If a person is going to supervise agentic work, they need more than a cheerful summary and a proceed button. They need locality. They need to know what was changed, what was not touched, what the agent believes is finished, and where a human correction will land.

The best current product moves are interesting because they make the work more tangible. Codex annotations let feedback attach to a selected part of an artifact. GitHub canvases try to make agent progress visible as changes to the work object itself. VS Code's session history and Chronicle point toward an archive that can be queried when the question is not "what did you say?" but "what did we try, and why did we stop?"
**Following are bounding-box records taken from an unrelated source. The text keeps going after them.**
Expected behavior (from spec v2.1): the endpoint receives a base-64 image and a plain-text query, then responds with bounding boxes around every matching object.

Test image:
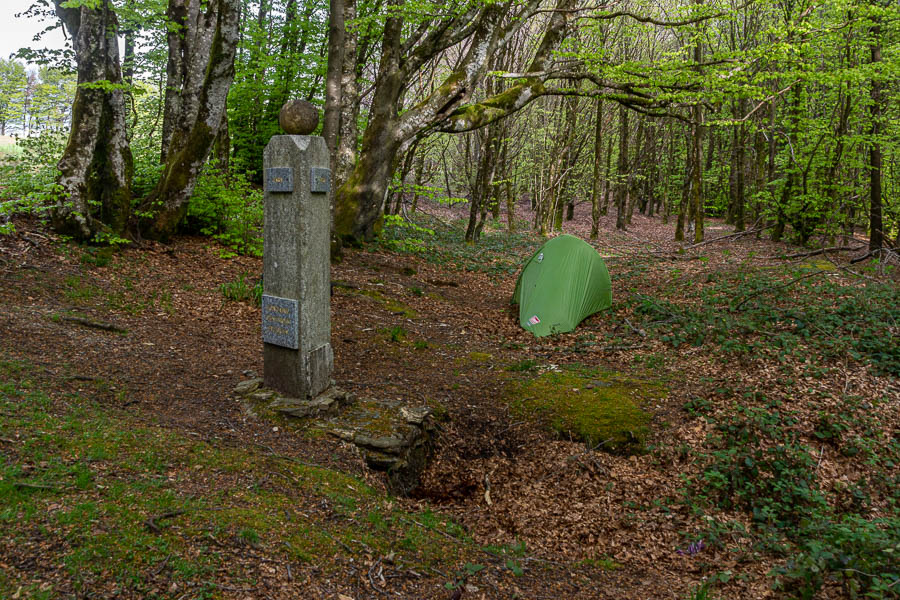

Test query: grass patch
[378,215,547,276]
[623,263,900,376]
[0,356,500,598]
[219,273,262,306]
[506,368,665,454]
[354,288,419,319]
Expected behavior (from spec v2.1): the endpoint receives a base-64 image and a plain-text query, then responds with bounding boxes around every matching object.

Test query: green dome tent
[512,235,612,337]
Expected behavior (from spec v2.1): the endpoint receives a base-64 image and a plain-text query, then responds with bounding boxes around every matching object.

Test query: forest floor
[0,205,900,600]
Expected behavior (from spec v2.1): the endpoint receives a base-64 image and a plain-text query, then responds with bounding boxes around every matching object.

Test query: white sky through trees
[0,0,65,64]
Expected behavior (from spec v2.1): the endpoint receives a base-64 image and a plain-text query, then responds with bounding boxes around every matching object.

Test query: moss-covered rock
[506,368,665,454]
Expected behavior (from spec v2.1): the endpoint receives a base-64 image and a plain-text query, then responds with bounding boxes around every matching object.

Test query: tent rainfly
[512,235,612,337]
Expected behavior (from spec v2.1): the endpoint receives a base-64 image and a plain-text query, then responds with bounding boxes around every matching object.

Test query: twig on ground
[625,319,647,337]
[60,315,128,333]
[731,271,828,311]
[681,225,774,250]
[368,558,387,595]
[760,246,865,260]
[144,510,187,533]
[13,481,62,491]
[150,553,172,577]
[597,344,646,352]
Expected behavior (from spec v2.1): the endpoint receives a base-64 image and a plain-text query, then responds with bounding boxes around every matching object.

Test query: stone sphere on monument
[278,100,319,135]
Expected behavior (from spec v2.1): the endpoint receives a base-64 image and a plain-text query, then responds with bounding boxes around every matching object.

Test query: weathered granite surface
[234,377,437,495]
[263,135,334,399]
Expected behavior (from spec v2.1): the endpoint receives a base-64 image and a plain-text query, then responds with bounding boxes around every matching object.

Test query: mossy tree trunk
[334,0,573,243]
[616,105,628,229]
[51,0,133,240]
[142,0,241,239]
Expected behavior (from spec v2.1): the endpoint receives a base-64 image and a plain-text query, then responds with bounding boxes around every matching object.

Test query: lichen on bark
[50,0,134,241]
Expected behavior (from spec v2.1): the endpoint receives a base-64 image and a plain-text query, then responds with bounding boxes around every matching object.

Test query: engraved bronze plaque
[266,167,294,192]
[309,167,331,194]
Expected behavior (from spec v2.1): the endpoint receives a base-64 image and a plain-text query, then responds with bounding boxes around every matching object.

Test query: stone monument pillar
[262,100,334,399]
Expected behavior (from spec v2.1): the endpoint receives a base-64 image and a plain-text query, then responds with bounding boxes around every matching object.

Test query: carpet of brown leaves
[0,205,900,599]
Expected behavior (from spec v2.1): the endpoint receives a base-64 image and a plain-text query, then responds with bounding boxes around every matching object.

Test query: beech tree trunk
[616,106,628,229]
[334,0,573,243]
[591,98,603,240]
[50,0,134,241]
[869,22,884,252]
[144,0,240,239]
[322,0,346,165]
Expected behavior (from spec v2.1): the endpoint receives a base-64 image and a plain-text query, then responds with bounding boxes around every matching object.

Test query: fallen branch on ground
[760,246,865,260]
[61,315,128,333]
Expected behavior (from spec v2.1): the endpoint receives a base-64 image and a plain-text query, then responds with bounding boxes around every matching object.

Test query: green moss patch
[506,368,665,454]
[0,354,479,598]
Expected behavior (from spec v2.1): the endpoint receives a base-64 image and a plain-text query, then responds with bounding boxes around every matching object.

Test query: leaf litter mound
[0,205,900,598]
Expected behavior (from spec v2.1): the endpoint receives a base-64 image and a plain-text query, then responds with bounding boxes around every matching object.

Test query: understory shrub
[186,166,263,256]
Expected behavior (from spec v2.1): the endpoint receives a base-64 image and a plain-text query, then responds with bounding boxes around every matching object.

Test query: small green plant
[187,166,263,256]
[219,273,262,306]
[238,527,260,547]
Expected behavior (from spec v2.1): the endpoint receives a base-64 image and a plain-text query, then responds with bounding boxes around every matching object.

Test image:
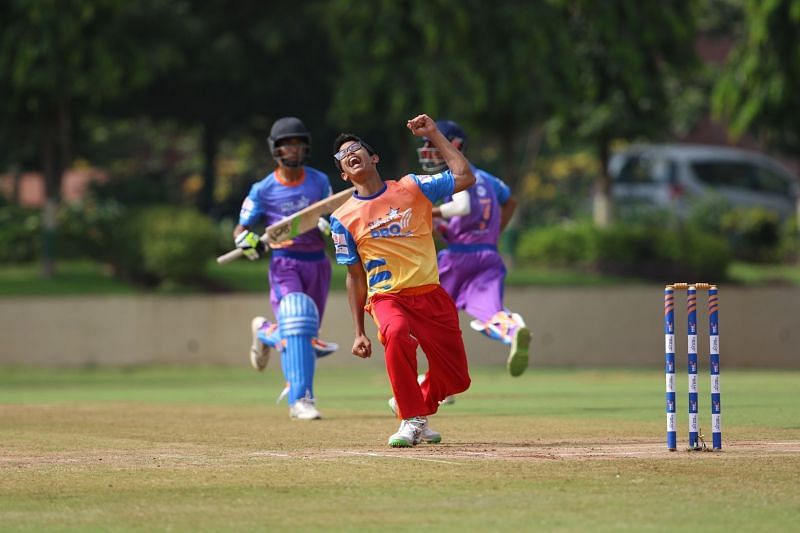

There is a risk, of course, that every handle becomes another dashboard handle, another place where management can pull without feeling the weight of what is attached. A bad canvas can become a prettier transcript. A bad annotation system can become a stream of drive-by edits from people who never understood the work. The presence of handles does not guarantee better judgment. It only makes better judgment possible.

That distinction matters. Humane AI work will not come from interfaces that merely make delegation faster. It will come from interfaces that let people stay in meaningful contact with the work after delegation begins. The person should not have to choose between micromanaging every token and trusting an invisible process with a professional-sounding summary.

This is where design becomes a labor question. When work has no handles, the human role collapses into prompting, waiting, and auditing. The person becomes a narrator at the beginning and a liability sponge at the end. But when work has good handles, the person can intervene while the work is still forming, bringing taste, memory, politics, ethics, and practical irritation to the exact place where those things matter.

That is a quieter future than the one usually sold in agent demos. It has fewer rockets and more margins. It cares about selections, trails, diffs, labels, states, and not having to reconstruct an afternoon from a chat log.

But the shape of the interface tells us what kind of work we think people are doing. If the interface is only a command line for desire, then people are requesters. If it is only an approval queue, people are risk containers. If it is a transcript, people are readers of machine autobiography. The better possibility is an interface where people can still touch the work, not in the nostalgic sense of doing every task by hand, but in the practical sense of keeping judgment attached to reality.

As agents spread into more roles, the question will not be whether they can produce more artifacts. They can. The more important question is whether those artifacts arrive with enough handles for human beings to hold them, question them, repair them, and remain responsible for more than clicking yes at the end.